Welpenfutter im Test: Ein Golden Retriever Welpe, der sich sein Trockenfutter schmecken lässt.

Mit dem Einzug eines Welpen verändert sich auch der Alltag in der Familie. Auch wenn anfangs oft noch kein passendes Hundegeschirr benötigt wird, spielt neben Ausstattung und Pflege vor allem die Fütterung eine wichtige Rolle. In den ersten Lebensmonaten ist eine altersgerechte Ernährung wichtig, damit der junge Hund bedarfsgerecht versorgt wird und sich gesund entwickeln kann.

Wer ein passendes Welpenfutter sucht, steht oft vor einer großen Auswahl. Um verschiedene Produkte sinnvoll zu vergleichen, sollten einige Kriterien berücksichtigt werden. Dazu gehören unter anderem die Rasse, die zu erwartende Größe des Hundes sowie die Zusammensetzung des Futters. Auch persönliche Anforderungen, etwa der Verzicht auf bestimmte Zutaten oder die Wahl zwischen Trocken- und Nassfutter, können bei der Auswahl eine Rolle spielen. Vor dem Kauf lohnt es sich daher, die wichtigsten Merkmale des Futters genau zu prüfen.
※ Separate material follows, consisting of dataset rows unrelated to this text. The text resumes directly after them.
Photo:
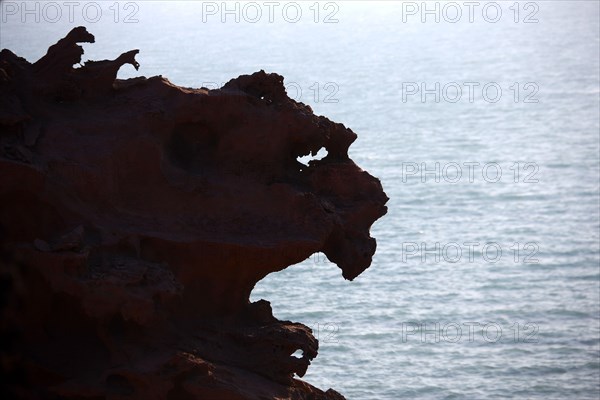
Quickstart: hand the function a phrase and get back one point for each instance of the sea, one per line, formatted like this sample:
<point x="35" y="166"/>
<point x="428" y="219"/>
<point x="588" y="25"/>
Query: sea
<point x="482" y="121"/>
1. Was unterscheidet Welpenfutter von Futter für adulte Hunde?

Welpen haben einen deutlich höheren Energie- und Nährstoffbedarf als ausgewachsene Hunde. Während Adult-Futter darauf ausgelegt ist, den Erhaltungsstoffwechsel zu decken, unterstützt Welpenfutter gezielt Wachstum, Knochenaufbau und die Entwicklung von Gehirn und Muskulatur. Das beste Welpenfutter enthält daher mehr Protein, ausgewogene Fettanteile sowie gezielt abgestimmte Mineralstoffe wie Kalzium und Phosphor. Diese müssen in einem exakten Verhältnis stehen, da sowohl ein Mangel als auch ein Überschuss negative Auswirkungen auf das Skelett haben können.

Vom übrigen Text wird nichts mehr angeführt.